Wednesday, 30 June 2010

A tale of two Davids

Today I want to tell you a story of two Davids, made by two artists, produced in two different artistic periods.  One David was a thinker; the other a brute. The difference explains the difference between the Renaissance and the Baroque periods, and the two artists.

The chief artistic difference between the Renaissance period and the Baroque period that followed it was the difference between learning and applying. Come the Renaissance and for the first time in centuries, classical technique had been rediscovered and the masters of the Renaissance used it produce figures representing ideal men instead of metaphysical waifs, and art that glorified this earth rather than some other dimension. It was the most important artistic turning point of the last two-thousand years.

Standing on the shoulders of those making this rediscovery were the later Baroque masters, who made the most of the lessons learned to do something quite new in artistic history. What the classicists and the Renaissance masters had done was to produce idealised figures, but they were figures without motion. That was what the Baroque masters added.

In the Baroque, for the first time in art, we see dramatic movement, great power, intense emotion; the expression of each of these became possible to the artists in the Baroque period because of the lessons learned earlier by the Renaissance masters.
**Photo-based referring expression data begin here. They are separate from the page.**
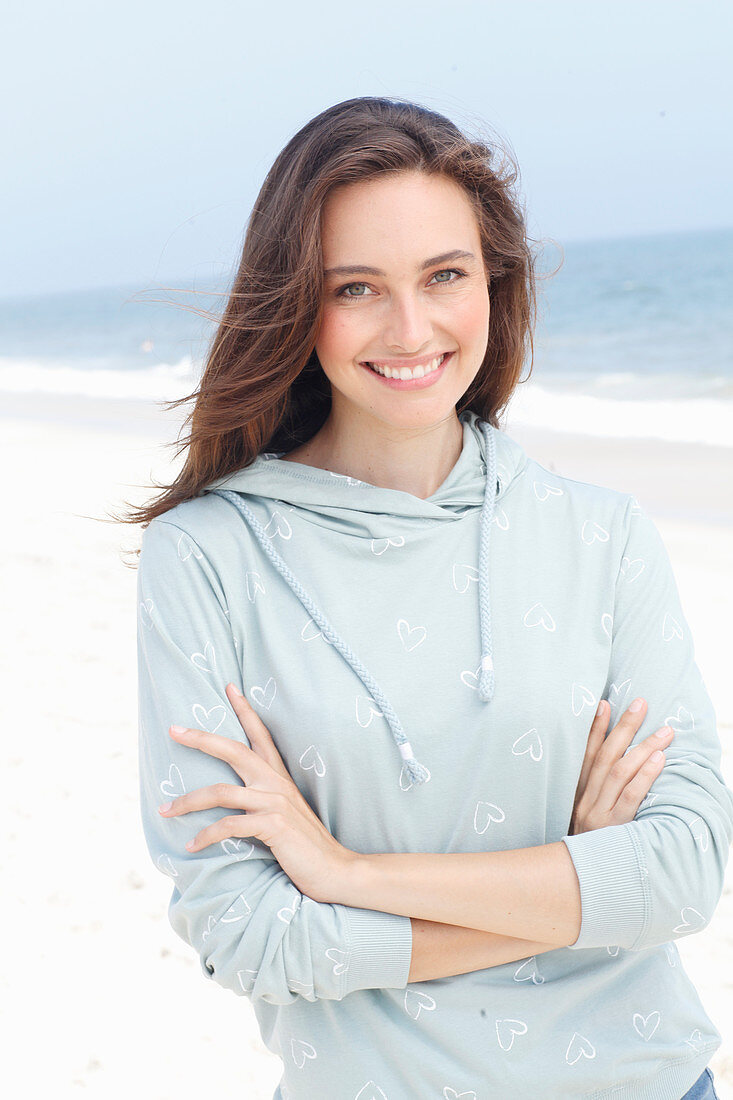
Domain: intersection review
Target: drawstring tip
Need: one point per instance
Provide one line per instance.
(417, 772)
(487, 685)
michelangelo_david_detail These two great statues of David that are separated by just over a century give the lesson. In Michelangelo’s famous depiction of the great Biblical hero, above and right, he fuses classicism with Florentine humanism. Selecting the psychologically-charged moment of calm -- the centre of the storm just before battle -- he depicts the moment of decision, the act of mind that won the battle of boy against giant.

Bernini however, at left and below, shows something quite different.  For his piece he chooses the moment of action; the instant in which the battle is joined.

Where Michelango's David of 1501-04 is static, suggesting the later movement rather than showing it, Bernini's of i623-24 is all motion, all power, and displays the inner emotional intensity of the shepherd-warrior.

Motion and purpose, fused with emotion - all the very real essentials of life; this fusion was the leitmotif of the very best of Baroque expression.



  1. DAvid has that same "look" that Carter gives before he kicks at goal.
    SHould we rename Carter the Rugby Renaissance Man?

  2. So he does. Astonishing. :-)

    It's a supremely confident "I know I can take you" look, isn't it.